• Mike Massaar
    Does anyone have any research on the value of online driver training and education?
    We have approximately 700 vehicles in our fleet, 3000 employees. As part of our Critical Risk Standard we introduced a driver safety programme in 2018 which is a mix of GPS telemetrics, online driver training, practical driver training, maintenance programmes and vehicle upgrades. It has been successful in reducing high risk potential events by over 50%. However difficult to tell which of the above has had most effect. It's budget review time of year and I am considering whether we continue with the online driver programmes which are available through our LMS and linked to the company that provides it. They aren't cheap. Any thoughts?
  • Steve Setterfield
    We considered advanced driver training but what is the point of investing in drivers who don't follow the basics. Instead we opted for driver assessment, which is like the driving test but without pass or fail. it's also cheaper and only takes about an hour. No classroom involved. The "tester" gives feedback and provides a report on the drivers ability, followed with a discussion with a line manager.
    It provided good feedback, we had one real failure when one of the team didn't pass and gave the I've been driving for 40 years", we replied 40 years is great but tomorrow is where our concerns rest. He resigned in the end.
    We also offered a prize draw with some driver related gifts and a top prize of an advanced drivers course. Pleased with the outcomes.
  • Kate Thompson
    The question is really whether online training is a substitute for in-person training. In our research we found that online training is better for theory than in-class (better retention and understanding), and even better when people have English as a second language or learning difficulties because they can take it at their own pace and use language/literacy tools. That's generic across whatever topics, not just specific to driver training.
    We use www.drivingtests.co.nz for things like road rules, fatigue management, logbooks, load security, etc. Then we put selected people with TR Driver Training for in-cab or in-car assessments, plus any other specific machine-related assessments. Online also means that we can maximise the time in the vehicle because DT's courses are fairly cost-effective while hiring a trainer is expensive - we don't want a trainer standing in front of a whiteboard explaining stuff at $180/hr for 4 trainees when the equivalent online course works out at a third that cost, and they can go through it time and time again if required.

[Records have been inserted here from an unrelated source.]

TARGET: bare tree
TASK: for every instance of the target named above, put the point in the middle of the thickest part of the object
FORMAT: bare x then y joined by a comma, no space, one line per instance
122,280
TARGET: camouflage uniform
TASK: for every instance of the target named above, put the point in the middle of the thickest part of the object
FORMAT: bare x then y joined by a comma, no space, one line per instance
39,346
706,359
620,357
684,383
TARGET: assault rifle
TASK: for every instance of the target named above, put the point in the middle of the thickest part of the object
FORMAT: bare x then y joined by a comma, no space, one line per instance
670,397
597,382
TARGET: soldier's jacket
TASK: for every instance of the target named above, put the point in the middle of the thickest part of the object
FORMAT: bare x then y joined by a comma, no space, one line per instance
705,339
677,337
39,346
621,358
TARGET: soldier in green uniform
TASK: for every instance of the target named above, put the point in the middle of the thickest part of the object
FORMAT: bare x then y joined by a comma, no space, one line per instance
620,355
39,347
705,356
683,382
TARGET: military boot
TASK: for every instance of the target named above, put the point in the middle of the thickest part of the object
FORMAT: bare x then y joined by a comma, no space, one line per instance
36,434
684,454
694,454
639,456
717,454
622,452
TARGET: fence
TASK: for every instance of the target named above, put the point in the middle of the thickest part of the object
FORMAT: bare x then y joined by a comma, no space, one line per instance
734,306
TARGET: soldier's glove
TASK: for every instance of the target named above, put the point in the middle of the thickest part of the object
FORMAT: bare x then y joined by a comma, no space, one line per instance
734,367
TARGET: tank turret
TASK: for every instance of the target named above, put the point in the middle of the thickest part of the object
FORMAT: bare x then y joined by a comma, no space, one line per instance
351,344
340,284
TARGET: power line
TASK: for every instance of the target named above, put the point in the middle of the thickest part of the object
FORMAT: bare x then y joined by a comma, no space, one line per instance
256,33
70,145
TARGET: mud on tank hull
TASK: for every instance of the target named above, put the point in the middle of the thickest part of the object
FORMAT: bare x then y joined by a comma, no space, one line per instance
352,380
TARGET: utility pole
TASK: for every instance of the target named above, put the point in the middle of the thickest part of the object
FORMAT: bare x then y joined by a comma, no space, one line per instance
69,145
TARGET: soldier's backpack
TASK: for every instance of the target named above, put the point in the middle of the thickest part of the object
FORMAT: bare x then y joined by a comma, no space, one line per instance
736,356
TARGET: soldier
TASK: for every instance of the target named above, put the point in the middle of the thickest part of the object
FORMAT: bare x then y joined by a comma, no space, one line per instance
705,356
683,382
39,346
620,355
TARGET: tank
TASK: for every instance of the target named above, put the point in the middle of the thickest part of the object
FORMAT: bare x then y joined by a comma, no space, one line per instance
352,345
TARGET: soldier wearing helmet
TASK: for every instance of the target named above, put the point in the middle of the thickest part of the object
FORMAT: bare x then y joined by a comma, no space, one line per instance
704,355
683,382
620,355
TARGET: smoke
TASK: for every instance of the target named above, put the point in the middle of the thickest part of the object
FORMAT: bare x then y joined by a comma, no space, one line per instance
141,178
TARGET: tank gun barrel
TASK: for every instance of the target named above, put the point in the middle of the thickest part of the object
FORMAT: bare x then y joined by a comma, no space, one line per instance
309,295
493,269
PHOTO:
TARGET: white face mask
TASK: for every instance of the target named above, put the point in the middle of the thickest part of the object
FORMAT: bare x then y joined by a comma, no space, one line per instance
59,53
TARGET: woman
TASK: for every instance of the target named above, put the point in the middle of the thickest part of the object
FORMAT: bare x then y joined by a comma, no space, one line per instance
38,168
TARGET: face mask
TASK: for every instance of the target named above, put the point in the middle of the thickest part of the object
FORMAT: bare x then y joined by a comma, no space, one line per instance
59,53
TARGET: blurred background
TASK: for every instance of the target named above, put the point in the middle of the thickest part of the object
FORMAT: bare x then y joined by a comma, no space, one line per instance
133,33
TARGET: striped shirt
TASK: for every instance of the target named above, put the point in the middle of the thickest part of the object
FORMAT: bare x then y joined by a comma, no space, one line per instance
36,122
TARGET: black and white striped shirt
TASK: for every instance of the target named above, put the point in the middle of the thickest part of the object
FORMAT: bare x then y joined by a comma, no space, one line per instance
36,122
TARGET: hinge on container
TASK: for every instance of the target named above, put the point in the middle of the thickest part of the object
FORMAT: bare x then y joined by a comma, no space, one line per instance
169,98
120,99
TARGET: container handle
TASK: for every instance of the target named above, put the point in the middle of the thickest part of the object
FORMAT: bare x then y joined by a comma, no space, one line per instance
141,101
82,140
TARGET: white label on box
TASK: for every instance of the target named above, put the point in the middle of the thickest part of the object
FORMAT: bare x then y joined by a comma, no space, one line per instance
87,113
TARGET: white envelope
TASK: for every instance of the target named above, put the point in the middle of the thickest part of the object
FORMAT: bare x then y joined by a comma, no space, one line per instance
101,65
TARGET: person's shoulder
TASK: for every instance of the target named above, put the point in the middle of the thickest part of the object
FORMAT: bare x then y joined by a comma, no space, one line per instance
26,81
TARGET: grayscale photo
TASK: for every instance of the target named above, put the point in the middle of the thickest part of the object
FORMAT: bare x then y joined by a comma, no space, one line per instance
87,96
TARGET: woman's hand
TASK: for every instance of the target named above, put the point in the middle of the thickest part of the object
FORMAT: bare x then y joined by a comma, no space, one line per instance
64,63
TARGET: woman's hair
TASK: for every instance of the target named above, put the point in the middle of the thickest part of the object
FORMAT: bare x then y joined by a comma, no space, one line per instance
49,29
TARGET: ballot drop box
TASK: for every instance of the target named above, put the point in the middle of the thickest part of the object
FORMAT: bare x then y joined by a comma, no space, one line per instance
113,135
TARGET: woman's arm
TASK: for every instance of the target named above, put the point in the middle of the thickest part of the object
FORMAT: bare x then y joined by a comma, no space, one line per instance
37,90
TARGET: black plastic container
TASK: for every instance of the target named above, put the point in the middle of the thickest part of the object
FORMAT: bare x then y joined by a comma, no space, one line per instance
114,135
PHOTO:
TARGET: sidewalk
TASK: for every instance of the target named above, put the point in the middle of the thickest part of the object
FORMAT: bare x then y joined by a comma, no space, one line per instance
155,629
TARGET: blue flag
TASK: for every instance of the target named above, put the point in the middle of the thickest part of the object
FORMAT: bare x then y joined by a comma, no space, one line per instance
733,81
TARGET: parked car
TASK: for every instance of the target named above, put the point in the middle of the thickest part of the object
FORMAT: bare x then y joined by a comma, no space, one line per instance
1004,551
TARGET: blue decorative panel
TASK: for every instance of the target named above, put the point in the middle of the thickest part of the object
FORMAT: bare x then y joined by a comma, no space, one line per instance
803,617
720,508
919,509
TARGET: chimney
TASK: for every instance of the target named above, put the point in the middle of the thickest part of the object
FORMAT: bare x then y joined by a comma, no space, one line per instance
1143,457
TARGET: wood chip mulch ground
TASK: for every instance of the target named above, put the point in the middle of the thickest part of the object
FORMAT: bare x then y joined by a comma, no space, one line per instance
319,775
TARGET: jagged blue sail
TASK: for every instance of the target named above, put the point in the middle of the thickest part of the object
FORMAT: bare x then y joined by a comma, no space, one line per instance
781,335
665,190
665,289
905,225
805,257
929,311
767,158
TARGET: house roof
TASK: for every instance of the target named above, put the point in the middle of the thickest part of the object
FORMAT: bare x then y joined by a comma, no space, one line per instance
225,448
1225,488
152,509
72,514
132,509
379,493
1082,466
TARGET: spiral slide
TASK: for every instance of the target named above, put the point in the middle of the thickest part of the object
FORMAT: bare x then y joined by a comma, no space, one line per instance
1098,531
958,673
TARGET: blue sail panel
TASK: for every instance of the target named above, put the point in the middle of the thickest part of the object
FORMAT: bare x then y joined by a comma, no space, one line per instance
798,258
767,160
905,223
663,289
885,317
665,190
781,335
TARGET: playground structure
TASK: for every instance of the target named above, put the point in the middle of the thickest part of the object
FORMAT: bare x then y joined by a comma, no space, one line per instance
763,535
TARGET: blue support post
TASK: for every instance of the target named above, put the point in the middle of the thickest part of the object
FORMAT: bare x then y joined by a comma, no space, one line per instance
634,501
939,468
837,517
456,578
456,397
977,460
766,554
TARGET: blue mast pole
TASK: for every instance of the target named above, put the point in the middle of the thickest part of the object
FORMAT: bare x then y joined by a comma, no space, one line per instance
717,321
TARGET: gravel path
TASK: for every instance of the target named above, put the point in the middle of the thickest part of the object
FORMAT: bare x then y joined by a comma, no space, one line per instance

    What we found didn't seem to work was the video-based hazard perception stuff that's out there. It's just not realistic enough and the drivers found it very frustrating. That kind of thing seems to be better with a trainer. One of the team is a member of the Institute of Advanced Motorists so he helped with hazard perception - using Roadcraft (what the UK police use - you can buy it from Amazon) we started identifying what things drivers were missing, and that was supported by some of the online courses. We encouraged drivers to do 'commentary drives' where they described what they were seeing and why they were making specific decisions; that seemed to make a difference because it made them mindful of their driving. There are plenty of YouTube videos about how to do that, or a trainer should be able to help.
    In the end, the blended approach worked for us - theory online, practical with a trainer, then put selected people back through the theory (mainly because you forget 90% of what you learned within a couple of weeks).